At Christmas, the lamps seem to beckon
us to light them, the way that, in winter,
a candle seems as strong as a thousand suns
though you can hold the candle
in the palm of your hand
and feel it quiver with even the slightest draft
of wind. Perhaps the season is about
that which cannot be blown out
a little white candle beating
inside your very heart, not just in winter’s hold
but year-round.
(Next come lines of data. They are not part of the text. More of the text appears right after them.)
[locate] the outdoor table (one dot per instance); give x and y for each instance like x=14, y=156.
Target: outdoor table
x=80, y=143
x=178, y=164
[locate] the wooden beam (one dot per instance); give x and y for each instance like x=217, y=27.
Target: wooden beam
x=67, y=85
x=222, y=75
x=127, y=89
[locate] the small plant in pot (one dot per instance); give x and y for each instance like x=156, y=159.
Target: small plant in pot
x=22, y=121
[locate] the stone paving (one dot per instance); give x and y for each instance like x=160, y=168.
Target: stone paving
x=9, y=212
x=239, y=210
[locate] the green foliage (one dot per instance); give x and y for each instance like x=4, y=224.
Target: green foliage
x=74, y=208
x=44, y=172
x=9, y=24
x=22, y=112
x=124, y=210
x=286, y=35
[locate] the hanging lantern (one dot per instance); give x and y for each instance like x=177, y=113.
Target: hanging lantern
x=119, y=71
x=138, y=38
At Christmas, even
the moon seems lit with something from within,
something you can not hold or have
or buy but fits right in to the blossom
that helps to forge your very soul.
Christmas time and Christmas rhyme:
Children’s dreams are not just about these
or about confectionaries:
They are, at heart, about winged things
like faith that alight
in the house, making aviaries
out of everything.
The tree said to the house:
“you are lucky to be adorned in lights,”
but the house sighed, saying
“you have no idea”
how trite are the man’s thoughts
who strings the lights.
“What do you know of men?” said the tree,
disgusted. “What do you know of lights,” replied the house.
“Everything,” said the tree, pointing out
the birds that make their homes
in the branches and pine boughs the man
sometimes cuts and brings in at Christmastime.
“Oh hope,” said the house, “I know less about it,”
which made the man’s fuse box plain short out.
At Christmas, hope and love make patterns
which, invisibly, alight into our hearts
the way that birds, flying all of a sudden,
often vault into a formation
that is structured and seems timed
but is still completely free.
Watching them they seem at play the way
that my heart, anticipating Christmas, feels today.